Joy can be found in the unexpected

This time last year, I still expected to be pregnant for another eight weeks. While some complications were being monitored, I really had no idea what was in store for me and my baby boy in the next few days. 

I knew that I was unbelievably uncomfortable. I couldn’t imagine being pregnant for the next eight weeks, but I also couldn’t imagine having my baby prematurely either. The doctors never seemed super worried as we began weekly ultrasounds to monitor the extra fluid in my baby’s belly. So, you can imagine my surprise when I woke up to the familiar feeling of contractions at 32 weeks. 

As we drove to the hospital that morning, I had a feeling that my baby might be coming.
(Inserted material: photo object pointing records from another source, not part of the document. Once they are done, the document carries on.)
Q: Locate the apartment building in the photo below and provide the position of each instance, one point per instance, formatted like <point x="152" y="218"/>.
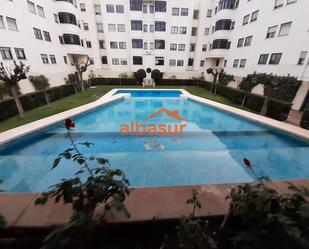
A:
<point x="178" y="37"/>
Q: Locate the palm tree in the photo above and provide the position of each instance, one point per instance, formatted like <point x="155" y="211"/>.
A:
<point x="11" y="75"/>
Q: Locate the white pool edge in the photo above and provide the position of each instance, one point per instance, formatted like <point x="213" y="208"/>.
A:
<point x="109" y="97"/>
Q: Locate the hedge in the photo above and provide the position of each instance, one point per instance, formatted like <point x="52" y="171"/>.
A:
<point x="304" y="123"/>
<point x="35" y="99"/>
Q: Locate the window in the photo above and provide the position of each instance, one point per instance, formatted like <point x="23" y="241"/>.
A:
<point x="110" y="8"/>
<point x="102" y="44"/>
<point x="173" y="46"/>
<point x="137" y="43"/>
<point x="136" y="25"/>
<point x="175" y="12"/>
<point x="31" y="7"/>
<point x="285" y="29"/>
<point x="40" y="11"/>
<point x="151" y="9"/>
<point x="271" y="32"/>
<point x="235" y="63"/>
<point x="275" y="58"/>
<point x="209" y="12"/>
<point x="113" y="45"/>
<point x="302" y="57"/>
<point x="180" y="63"/>
<point x="184" y="12"/>
<point x="159" y="61"/>
<point x="137" y="60"/>
<point x="242" y="63"/>
<point x="100" y="27"/>
<point x="240" y="42"/>
<point x="88" y="43"/>
<point x="52" y="59"/>
<point x="254" y="16"/>
<point x="46" y="36"/>
<point x="245" y="20"/>
<point x="6" y="53"/>
<point x="119" y="9"/>
<point x="121" y="28"/>
<point x="172" y="63"/>
<point x="151" y="28"/>
<point x="20" y="53"/>
<point x="263" y="59"/>
<point x="192" y="47"/>
<point x="104" y="59"/>
<point x="123" y="62"/>
<point x="1" y="23"/>
<point x="160" y="6"/>
<point x="11" y="23"/>
<point x="82" y="7"/>
<point x="160" y="26"/>
<point x="97" y="9"/>
<point x="181" y="47"/>
<point x="232" y="25"/>
<point x="86" y="26"/>
<point x="111" y="27"/>
<point x="122" y="45"/>
<point x="61" y="39"/>
<point x="115" y="61"/>
<point x="136" y="5"/>
<point x="248" y="41"/>
<point x="182" y="30"/>
<point x="38" y="34"/>
<point x="145" y="9"/>
<point x="159" y="44"/>
<point x="195" y="14"/>
<point x="44" y="58"/>
<point x="193" y="31"/>
<point x="278" y="4"/>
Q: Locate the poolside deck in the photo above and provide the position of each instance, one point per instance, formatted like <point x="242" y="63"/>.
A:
<point x="145" y="204"/>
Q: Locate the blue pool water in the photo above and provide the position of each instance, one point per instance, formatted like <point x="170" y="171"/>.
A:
<point x="151" y="93"/>
<point x="211" y="149"/>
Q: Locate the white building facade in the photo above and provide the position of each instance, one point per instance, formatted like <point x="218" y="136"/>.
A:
<point x="179" y="37"/>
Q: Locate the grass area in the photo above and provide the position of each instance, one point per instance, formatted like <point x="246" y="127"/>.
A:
<point x="90" y="95"/>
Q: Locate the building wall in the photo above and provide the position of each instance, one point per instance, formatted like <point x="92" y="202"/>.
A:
<point x="290" y="45"/>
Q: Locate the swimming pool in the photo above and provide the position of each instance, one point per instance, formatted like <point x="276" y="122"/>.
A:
<point x="210" y="150"/>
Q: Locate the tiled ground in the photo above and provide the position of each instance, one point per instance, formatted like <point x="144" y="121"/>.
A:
<point x="143" y="204"/>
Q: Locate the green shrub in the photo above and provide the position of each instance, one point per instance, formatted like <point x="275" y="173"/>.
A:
<point x="304" y="123"/>
<point x="39" y="82"/>
<point x="285" y="91"/>
<point x="225" y="79"/>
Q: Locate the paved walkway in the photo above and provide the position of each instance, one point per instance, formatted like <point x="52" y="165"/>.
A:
<point x="294" y="117"/>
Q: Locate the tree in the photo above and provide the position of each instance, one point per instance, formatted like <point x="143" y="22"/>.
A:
<point x="40" y="83"/>
<point x="140" y="75"/>
<point x="11" y="75"/>
<point x="215" y="72"/>
<point x="81" y="67"/>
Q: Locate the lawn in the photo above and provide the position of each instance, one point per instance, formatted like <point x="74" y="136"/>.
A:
<point x="90" y="95"/>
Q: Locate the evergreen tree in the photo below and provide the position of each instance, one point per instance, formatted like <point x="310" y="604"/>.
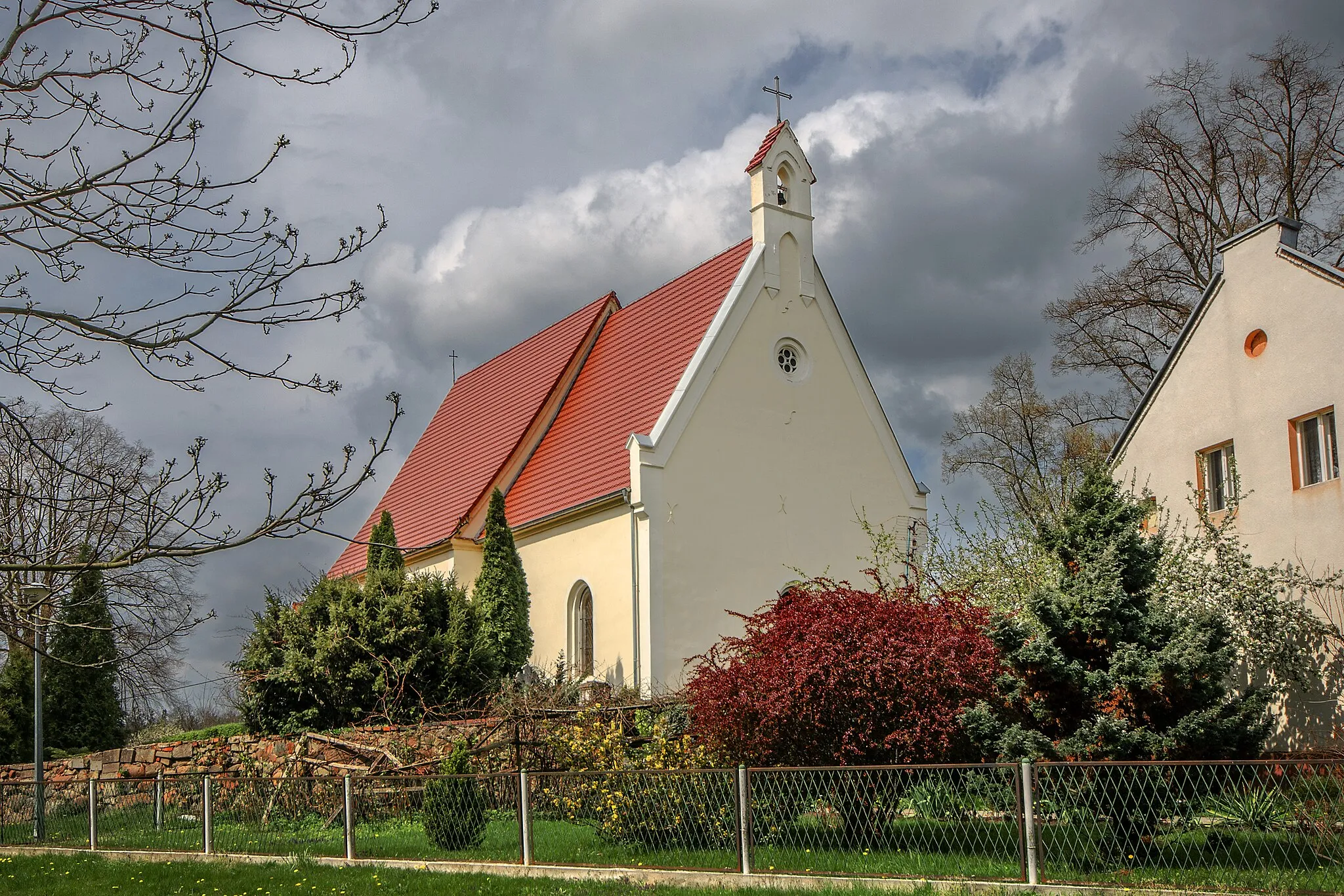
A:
<point x="79" y="682"/>
<point x="16" y="707"/>
<point x="382" y="547"/>
<point x="1106" y="669"/>
<point x="397" y="649"/>
<point x="501" y="597"/>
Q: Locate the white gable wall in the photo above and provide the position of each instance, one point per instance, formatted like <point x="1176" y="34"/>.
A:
<point x="749" y="474"/>
<point x="1214" y="393"/>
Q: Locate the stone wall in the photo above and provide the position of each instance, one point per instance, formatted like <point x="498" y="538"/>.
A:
<point x="355" y="751"/>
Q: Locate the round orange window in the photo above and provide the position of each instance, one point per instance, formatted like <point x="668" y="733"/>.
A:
<point x="1255" y="343"/>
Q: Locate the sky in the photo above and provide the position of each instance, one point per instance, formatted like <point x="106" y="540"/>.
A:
<point x="533" y="157"/>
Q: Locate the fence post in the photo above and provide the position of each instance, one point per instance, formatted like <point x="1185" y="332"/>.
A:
<point x="209" y="817"/>
<point x="350" y="820"/>
<point x="1028" y="820"/>
<point x="745" y="819"/>
<point x="93" y="813"/>
<point x="524" y="816"/>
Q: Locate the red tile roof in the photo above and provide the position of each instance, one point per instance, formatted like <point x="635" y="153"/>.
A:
<point x="623" y="388"/>
<point x="765" y="146"/>
<point x="472" y="436"/>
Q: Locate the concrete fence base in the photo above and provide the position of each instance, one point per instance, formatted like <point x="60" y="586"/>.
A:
<point x="633" y="876"/>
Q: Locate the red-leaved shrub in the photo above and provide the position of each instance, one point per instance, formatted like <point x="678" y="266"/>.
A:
<point x="831" y="675"/>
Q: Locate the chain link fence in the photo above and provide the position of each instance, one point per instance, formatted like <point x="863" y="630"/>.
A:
<point x="668" y="819"/>
<point x="1249" y="826"/>
<point x="1225" y="825"/>
<point x="910" y="821"/>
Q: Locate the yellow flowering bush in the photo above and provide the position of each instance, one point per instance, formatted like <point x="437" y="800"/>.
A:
<point x="647" y="793"/>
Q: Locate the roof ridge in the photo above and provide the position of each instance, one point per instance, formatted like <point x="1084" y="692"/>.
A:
<point x="688" y="270"/>
<point x="528" y="339"/>
<point x="765" y="144"/>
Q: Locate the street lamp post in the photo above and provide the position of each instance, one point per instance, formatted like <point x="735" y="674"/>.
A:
<point x="37" y="596"/>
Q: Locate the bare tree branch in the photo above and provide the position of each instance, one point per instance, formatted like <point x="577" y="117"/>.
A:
<point x="1205" y="161"/>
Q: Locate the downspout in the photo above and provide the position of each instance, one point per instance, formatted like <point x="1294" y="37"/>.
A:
<point x="635" y="590"/>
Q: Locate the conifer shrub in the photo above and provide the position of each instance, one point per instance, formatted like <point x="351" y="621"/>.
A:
<point x="453" y="812"/>
<point x="397" y="648"/>
<point x="500" y="597"/>
<point x="1101" y="666"/>
<point x="79" y="682"/>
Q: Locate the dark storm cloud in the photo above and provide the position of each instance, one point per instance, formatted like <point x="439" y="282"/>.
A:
<point x="534" y="156"/>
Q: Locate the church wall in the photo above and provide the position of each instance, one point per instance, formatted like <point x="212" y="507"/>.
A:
<point x="1217" y="393"/>
<point x="768" y="474"/>
<point x="464" y="562"/>
<point x="596" y="550"/>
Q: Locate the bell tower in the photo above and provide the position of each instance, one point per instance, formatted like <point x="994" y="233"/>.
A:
<point x="781" y="213"/>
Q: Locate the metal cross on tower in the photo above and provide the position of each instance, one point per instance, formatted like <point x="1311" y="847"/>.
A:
<point x="777" y="96"/>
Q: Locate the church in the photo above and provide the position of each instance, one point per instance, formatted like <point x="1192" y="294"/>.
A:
<point x="669" y="461"/>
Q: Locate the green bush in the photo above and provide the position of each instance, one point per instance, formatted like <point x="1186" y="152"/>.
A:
<point x="453" y="812"/>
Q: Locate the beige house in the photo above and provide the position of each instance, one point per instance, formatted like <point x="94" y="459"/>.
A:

But I quickly shut that thought down. I believed they would stop the contractions, drain some fluid and send me on my way to stay pregnant for another two months. 

Facing the unexpected

This is not what happened. After no improvement for me or my boy, he was born the next day with a swollen belly of fluid. Again I faced the unexpected.

As I reflect on this hard season, I can see that I faced this trauma as a stronger woman because of important lessons learned through Harper’s at-birth Down syndrome diagnosis. God was already teaching me to find joy in the unexpected.

Sometimes it’s ok to not know what is coming 

I often talk about how I am thankful for our at-birth Down syndrome diagnosis. Because I got to spend my pregnancy joyfully anticipating the arrival of our first child. And I’m super thankful that I didn’t know what was coming. 

If I knew last year that my baby was going to be born at 32 weeks, need emergency intestinal surgery on day two of his life and celebrate his first Halloween and Thanksgiving in the NICU, the anxiety and anticipation of the situation would have been paralyzing. 

I’m finding that dwelling on the future, on the things I have no control over only holds me back from living a full life. I can rest assured in the future. Because I know and trust that God gives us the grace we need for each day.* 

Take it one day at a time 

Right after we received Harper’s diagnosis, a wise nurse walked in. She said, “You just have to take it one day at a time.” I recall this advice all the time. It became especially important as we walked through Eli’s NICU stay

We don’t know what’s coming, but we can live presently today. Invest in the things that are important. We can build up a firm foundation that can weather all sorts of storms. God tells us to not worry about tomorrow because today is enough trouble on its own. 

Celebrating the journey 

With all the hardship we’ve faced with both Harper and Eli, the triumphs are that much sweeter. With each accomplishment I am amazed at what my children have overcome already in their short lives. Every little thing feels worthy of a celebration. Our journey might not be what I would have written. But I’m finding so much joy and reasons to celebrate along the way. Sometimes you have to wait longer for the celebration or look harder for that joy, but it can be found. 

As we continue to walk down an unexpected path, I’m comforted knowing that God is near. He has provided us strength and patience to endure hard challenges. God has provided me a husband that is amazing in high-stress situations – what a gift! He has changed my heart and perspective to see joy in all circumstances, even the unexpected.